A Galway report has called for an overhaul of GAA structures in several competitions, including the All-Ireland Senior Hurling Championship.

The Galway Hurling Review Group was set up in the wake of Galway’s poor All-Ireland campaign which saw them lose to Dublin in the Leinster semi-final. They beat Clare and Cork in the qualifiers but went out to Waterford in the All-Ireland quarter-final.

It has made 79 recommendations in a report that was unveiled at the Clayton Hotel in Ballybrit yesterday evening.

At national level, the most striking of the recommendations is the call for the county to "develop and solicit support from other counties for an open-draw All-Ireland series at inter-county senior championship level".

The group, which was led by former GAA President Joe McDonagh and also included Cyril Farrell, Conor Hayes, Sean Silke, Pete Finnerty and Ollie Canning, also wants Galway to insist on playing matches within the Leinster Senior Championship in Galway.

McDonagh told the Irish Independent: "We should start to develop a strong negotiation proposition to secure better terms and conditions including home games and increased grant allocations from the Leinster Council when renegotiating possible continuing participation in Leinster after 2013."

It also said that there was "no appetite" for the county to join the Leinster Championship below senior level and called for the development of a new "Champions League" structure at under-21.

McDonagh added: "We know hurling needs to be improved.

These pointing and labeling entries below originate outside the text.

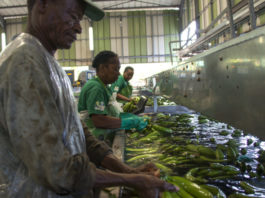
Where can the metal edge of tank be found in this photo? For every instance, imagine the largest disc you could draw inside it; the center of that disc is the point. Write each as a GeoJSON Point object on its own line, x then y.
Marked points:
{"type": "Point", "coordinates": [226, 82]}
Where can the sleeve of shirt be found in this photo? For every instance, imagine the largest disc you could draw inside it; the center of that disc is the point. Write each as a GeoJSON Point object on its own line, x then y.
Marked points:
{"type": "Point", "coordinates": [35, 128]}
{"type": "Point", "coordinates": [95, 101]}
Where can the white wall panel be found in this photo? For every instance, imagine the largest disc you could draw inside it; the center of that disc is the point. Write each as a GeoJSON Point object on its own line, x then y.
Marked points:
{"type": "Point", "coordinates": [155, 38]}
{"type": "Point", "coordinates": [125, 41]}
{"type": "Point", "coordinates": [149, 34]}
{"type": "Point", "coordinates": [113, 33]}
{"type": "Point", "coordinates": [161, 42]}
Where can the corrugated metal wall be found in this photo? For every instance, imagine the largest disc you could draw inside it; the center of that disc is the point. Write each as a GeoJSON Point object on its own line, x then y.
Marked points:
{"type": "Point", "coordinates": [209, 11]}
{"type": "Point", "coordinates": [137, 37]}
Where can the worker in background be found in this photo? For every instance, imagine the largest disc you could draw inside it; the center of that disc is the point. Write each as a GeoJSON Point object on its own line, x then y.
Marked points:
{"type": "Point", "coordinates": [97, 103]}
{"type": "Point", "coordinates": [122, 86]}
{"type": "Point", "coordinates": [44, 150]}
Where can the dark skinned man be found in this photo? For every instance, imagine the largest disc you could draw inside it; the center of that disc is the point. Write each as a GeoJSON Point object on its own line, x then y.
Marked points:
{"type": "Point", "coordinates": [44, 150]}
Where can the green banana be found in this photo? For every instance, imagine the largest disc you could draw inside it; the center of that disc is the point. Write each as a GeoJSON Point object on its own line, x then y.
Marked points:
{"type": "Point", "coordinates": [247, 188]}
{"type": "Point", "coordinates": [214, 190]}
{"type": "Point", "coordinates": [191, 187]}
{"type": "Point", "coordinates": [162, 129]}
{"type": "Point", "coordinates": [144, 156]}
{"type": "Point", "coordinates": [190, 176]}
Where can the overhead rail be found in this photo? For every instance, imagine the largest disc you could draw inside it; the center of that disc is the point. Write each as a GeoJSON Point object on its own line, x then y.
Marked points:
{"type": "Point", "coordinates": [239, 13]}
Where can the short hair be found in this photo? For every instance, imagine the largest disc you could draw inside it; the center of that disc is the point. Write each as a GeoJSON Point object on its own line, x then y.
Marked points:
{"type": "Point", "coordinates": [103, 57]}
{"type": "Point", "coordinates": [127, 68]}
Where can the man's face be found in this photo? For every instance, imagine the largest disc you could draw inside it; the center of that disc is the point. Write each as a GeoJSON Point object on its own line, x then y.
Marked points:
{"type": "Point", "coordinates": [112, 70]}
{"type": "Point", "coordinates": [128, 74]}
{"type": "Point", "coordinates": [61, 22]}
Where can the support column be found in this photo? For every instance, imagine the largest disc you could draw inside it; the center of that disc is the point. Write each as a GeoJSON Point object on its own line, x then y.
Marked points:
{"type": "Point", "coordinates": [252, 15]}
{"type": "Point", "coordinates": [230, 16]}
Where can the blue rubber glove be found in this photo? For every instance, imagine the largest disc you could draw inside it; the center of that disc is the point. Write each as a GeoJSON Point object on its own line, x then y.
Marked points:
{"type": "Point", "coordinates": [131, 121]}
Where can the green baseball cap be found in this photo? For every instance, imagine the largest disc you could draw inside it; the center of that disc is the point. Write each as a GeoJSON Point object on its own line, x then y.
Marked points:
{"type": "Point", "coordinates": [93, 12]}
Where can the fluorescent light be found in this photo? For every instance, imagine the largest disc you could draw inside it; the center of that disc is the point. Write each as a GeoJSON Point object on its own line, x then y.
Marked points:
{"type": "Point", "coordinates": [3, 39]}
{"type": "Point", "coordinates": [91, 38]}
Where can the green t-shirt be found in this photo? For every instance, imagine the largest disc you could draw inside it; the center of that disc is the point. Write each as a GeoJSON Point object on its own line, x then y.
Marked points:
{"type": "Point", "coordinates": [94, 97]}
{"type": "Point", "coordinates": [122, 87]}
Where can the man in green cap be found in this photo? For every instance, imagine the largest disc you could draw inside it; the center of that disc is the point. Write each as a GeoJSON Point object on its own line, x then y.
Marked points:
{"type": "Point", "coordinates": [44, 150]}
{"type": "Point", "coordinates": [122, 86]}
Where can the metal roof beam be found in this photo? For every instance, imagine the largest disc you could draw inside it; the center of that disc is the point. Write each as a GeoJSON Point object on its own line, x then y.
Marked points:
{"type": "Point", "coordinates": [14, 6]}
{"type": "Point", "coordinates": [141, 8]}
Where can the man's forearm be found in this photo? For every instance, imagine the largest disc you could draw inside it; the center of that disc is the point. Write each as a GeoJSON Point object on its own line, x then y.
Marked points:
{"type": "Point", "coordinates": [109, 179]}
{"type": "Point", "coordinates": [112, 163]}
{"type": "Point", "coordinates": [122, 97]}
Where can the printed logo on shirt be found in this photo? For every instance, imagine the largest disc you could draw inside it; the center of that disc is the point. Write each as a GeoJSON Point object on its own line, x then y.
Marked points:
{"type": "Point", "coordinates": [100, 106]}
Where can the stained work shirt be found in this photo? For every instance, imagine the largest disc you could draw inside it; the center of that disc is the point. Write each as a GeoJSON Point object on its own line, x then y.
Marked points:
{"type": "Point", "coordinates": [122, 87]}
{"type": "Point", "coordinates": [94, 99]}
{"type": "Point", "coordinates": [43, 150]}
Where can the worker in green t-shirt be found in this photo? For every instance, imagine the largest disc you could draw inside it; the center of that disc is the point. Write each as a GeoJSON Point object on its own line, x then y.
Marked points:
{"type": "Point", "coordinates": [95, 101]}
{"type": "Point", "coordinates": [122, 85]}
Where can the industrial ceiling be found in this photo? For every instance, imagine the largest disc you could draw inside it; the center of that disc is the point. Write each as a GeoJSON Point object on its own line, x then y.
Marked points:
{"type": "Point", "coordinates": [13, 8]}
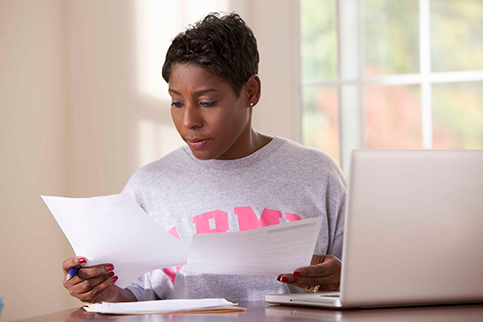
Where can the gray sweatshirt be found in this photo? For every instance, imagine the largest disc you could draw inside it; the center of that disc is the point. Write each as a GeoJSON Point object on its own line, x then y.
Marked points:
{"type": "Point", "coordinates": [283, 181]}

The under-21 championship is a high-quality competition and this would be a way of improving it.

"This proposal lends itself without conflicting with the strongly held views about the provincial championships in Leinster and Munster. It is not a trial run for doing it at senior, but it's worth experimenting."

Within Galway, the report recommended a changed structure at club level calling for the 20 senior teams to play an open-draw first game to decide progression to the next stage.

The ten losing teams would play-off again before the five remaining teams went into a round-robin group with the bottom team being relegated.

The 15 winning teams would – along with the intermediate champions – be split into four groups of four with the top two teams in each group going into knockout quarter-finals.

McDonagh told the Irish Examiner that the aim of the new structure would be to make the club championship more consistently competitive.

He said: "We have had two championships in Galway, what I call the ‘cosy’ championship pre-summer, then it’s all ratcheted up in September.

"Last year Clarinbridge lost their first two games in the championship, drew their third, and still won the county, and the All-Ireland."